第9話 軽いお手伝い

 チャイムが鳴る、それと同時に、目を覚ました私は、皆と遅れて挨拶をする。

 もう、6時間目が終わったのか、清掃もないし、暇な私は、早紀の清掃が終わるまで、化学準備室に行くことにした、もちろんれんちゃんに会いに行くためだ。今日は友達にお菓子を作ったから、れんちゃんにもあげようと思って、持って行く。
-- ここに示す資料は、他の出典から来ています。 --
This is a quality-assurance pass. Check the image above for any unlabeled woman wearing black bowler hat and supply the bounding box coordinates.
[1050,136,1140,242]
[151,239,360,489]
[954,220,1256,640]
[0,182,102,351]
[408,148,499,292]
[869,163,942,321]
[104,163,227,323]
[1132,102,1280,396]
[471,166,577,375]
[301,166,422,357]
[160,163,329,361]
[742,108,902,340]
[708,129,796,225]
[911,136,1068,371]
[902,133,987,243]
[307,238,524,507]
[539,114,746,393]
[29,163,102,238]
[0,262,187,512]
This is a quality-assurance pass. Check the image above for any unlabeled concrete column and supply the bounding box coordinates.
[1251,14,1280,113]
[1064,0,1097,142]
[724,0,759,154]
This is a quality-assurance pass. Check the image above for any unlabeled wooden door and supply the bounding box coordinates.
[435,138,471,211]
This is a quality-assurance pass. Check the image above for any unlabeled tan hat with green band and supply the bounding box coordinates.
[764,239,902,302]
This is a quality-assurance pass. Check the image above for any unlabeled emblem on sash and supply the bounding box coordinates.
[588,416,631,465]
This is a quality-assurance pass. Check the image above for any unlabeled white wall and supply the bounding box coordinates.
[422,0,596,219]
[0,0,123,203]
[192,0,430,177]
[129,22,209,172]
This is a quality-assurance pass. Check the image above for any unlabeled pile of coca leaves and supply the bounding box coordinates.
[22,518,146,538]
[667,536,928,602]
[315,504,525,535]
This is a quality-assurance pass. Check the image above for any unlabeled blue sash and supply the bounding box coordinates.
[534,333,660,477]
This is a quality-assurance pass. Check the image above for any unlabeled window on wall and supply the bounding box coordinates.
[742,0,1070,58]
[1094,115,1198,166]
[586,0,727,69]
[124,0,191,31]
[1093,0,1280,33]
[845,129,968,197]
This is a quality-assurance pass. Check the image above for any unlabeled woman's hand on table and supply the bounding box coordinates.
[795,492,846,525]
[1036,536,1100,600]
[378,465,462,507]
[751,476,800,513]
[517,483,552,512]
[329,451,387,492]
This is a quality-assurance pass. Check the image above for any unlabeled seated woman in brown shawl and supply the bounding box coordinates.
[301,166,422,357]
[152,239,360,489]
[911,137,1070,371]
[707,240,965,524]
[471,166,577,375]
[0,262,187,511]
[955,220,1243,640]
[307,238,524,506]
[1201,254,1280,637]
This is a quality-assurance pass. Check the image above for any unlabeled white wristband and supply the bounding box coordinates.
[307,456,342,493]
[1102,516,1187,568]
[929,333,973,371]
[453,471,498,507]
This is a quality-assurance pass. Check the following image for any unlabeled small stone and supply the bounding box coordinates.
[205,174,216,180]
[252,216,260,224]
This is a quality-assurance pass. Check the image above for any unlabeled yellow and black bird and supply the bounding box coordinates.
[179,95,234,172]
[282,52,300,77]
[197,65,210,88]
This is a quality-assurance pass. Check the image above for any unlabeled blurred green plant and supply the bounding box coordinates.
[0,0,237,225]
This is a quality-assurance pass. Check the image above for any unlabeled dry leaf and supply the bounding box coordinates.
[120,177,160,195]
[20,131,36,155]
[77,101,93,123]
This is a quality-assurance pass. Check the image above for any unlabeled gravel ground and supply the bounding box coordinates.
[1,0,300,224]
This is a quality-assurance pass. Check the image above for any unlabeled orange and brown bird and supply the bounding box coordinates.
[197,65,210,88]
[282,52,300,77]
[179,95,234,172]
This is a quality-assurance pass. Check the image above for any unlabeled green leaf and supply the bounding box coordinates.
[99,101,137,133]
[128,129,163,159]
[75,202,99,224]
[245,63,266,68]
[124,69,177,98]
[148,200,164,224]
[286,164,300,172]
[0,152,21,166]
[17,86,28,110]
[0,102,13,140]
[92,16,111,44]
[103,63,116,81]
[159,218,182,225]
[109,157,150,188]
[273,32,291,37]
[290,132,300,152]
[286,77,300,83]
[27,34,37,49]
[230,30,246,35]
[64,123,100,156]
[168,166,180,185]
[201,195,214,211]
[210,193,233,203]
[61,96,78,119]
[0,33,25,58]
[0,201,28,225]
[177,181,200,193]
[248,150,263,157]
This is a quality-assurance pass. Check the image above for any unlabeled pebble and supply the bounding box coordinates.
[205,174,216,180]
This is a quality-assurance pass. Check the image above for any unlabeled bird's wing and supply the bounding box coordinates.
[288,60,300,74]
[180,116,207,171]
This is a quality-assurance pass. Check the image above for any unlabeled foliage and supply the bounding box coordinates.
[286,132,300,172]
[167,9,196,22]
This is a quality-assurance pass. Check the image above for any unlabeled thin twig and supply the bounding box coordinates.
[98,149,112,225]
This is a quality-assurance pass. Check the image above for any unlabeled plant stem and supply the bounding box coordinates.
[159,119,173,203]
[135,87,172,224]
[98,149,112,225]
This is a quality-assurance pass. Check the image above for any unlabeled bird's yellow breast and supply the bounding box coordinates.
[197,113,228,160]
 化学準備室に着いたものの、鍵がかかっている。どうやら今はいないようだ。しかし、早紀は人がいいため、清掃はいつも最後まで綺麗に行うからしばらく時間がある。


「どうしたものか、ここで待つのも変だし、早紀のとこ行くしかないか」


 れんちゃんに会うのを諦めて、帰ろうと足を動かした矢先、階段から、ゾンビのようなうめき声が聞こえる。おそるおそる、上から覗き込んでみるとそこには、大きなダンボールに押し潰されそうになっている、れんちゃんが居た。慌てて駆けつける。


「れんちゃん、大丈夫?手伝おうか?」


「た、頼む、限界だ……」


 なんとか、手分けしてダンボールを化学準備室まで運ぶことにした。れんちゃんは、最後の小さめのダンボールでさえ、私より遅かった、やっぱり、運動不足が祟っているのだろう、全部運び終わって準備室にダンボールを入れ始めた、ついでに、私も中に入ることを許された、れんちゃんは、急いでダンボールを中に入れて、一息つく。


「ねぇ、れんちゃん、階段上がるだけでも死にそうになるのに、あんなに重い荷物一人で持って来れると思ったの?」


「当たり前だろ、こう見えても立派な大人だし、あれぐらい本来なら、余裕だった」


 本来って、いつやっても同じだと思うのだが。


「ほんとですかー?ちょっと心配です、今回は、わたしが近くに居たから大丈夫だったけど、居なかったら危なかったよー?」


「全然大丈夫だよ、優しいんだね加奈ちゃん、ありがと」


 そういって、れんちゃんは、私に、ニコッて笑う、あぁ、大丈夫って、軽いなー。


「あ、あの、怪我とかされると困るから、気を付けてくださいね」


 そういって、そろそろ、掃除が終わったであろう、早紀を迎えに行くために、化学準備室のドアに手をかけて、出ようとする。そのとき、先生が私の手を引っ張る。


「加奈さん、あの」


 え、なんかいい感じの雰囲気になってる、これ、ワンチャンある?


「これ、手伝ってくれた時、落としたよ、うっかりしないで」


 そう言う、れんちゃんの手には、私が作ったクッキーが握られていた。


「ふふ、先生、まさか、最後遅れてきたの、これ拾ったからですか?」


「そうだけど、そんなことより、これ、早紀さんとか、誰かに渡すのでしょ、忘れてくと、俺食べるよ?」


 やっぱり、軽いけど軽いだけじゃなくて、いっぱいいいとこもあるんだ、そんな軽井先生が私は好きなんだ。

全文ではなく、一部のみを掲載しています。